2014 GSA Annual Meeting in Vancouver, British Columbia (19–22 October 2014)

Paper No. 334-5
Presentation Time: 1:50 PM

VARIABILITY IN FIRN DENSIFICATION RATES ON THE TAKU GLACIER, SOUTHEAST ALASKA


KING, Daniel R., Geology, SUNY Oneonta, Oneonta, NY 12302, KENNY, Elizabeth, Earth and Oceanographic Science, Bowdoin College, Brunswick, ME 04011, ALWAKEEL, Julian, Geological Sciences, Florida International University, Miami, FL 33199, IVIE, Josh, Geoscience and Geography, Tarleton State University, Stephenville, TX 76550, STARON, Michael, Geology, Keene State College, Keene, NH 03435, RIVERMAN, Kiya, Geosciences, Penn State University, University Park, PA 16802 and VOIGT, Donald, Dept of Geosciences, Penn State University, 209 DEIKE bldg, University Park, PA 16802, Kingdr19@suny.oneonta.edu

Firn densification modeling plays an important role in several types of glaciology and ice dynamics studies. However, some processes that affect firn densification rates have not yet been thoroughly described.
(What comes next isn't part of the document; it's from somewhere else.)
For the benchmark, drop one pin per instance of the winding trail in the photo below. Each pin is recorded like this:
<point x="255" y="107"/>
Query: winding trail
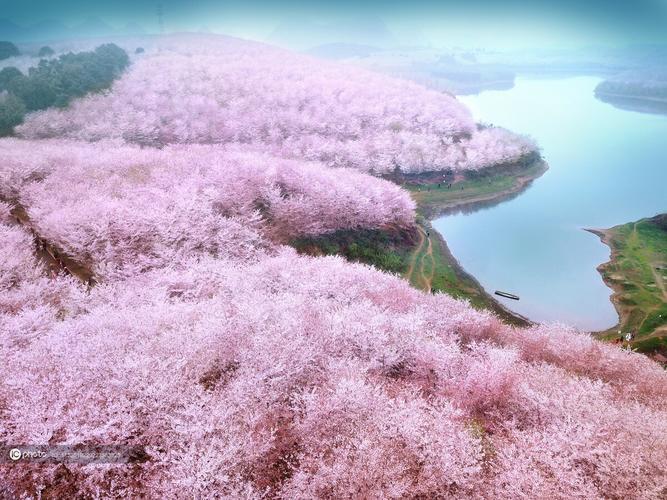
<point x="54" y="258"/>
<point x="417" y="262"/>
Prior studies of firn densification processes have widely focused on the effects of temperature and accumulation; the impact of regional ice stress on these processes has been largely overlooked. Using standard methods of seismic refraction on the Taku Glacier in Southeast Alaska, we have created firn density profiles for areas of both low and high strain. Through comparison of these profiles, we are able to analyze the effects of strain on firn densification rates for a particular glacial setting.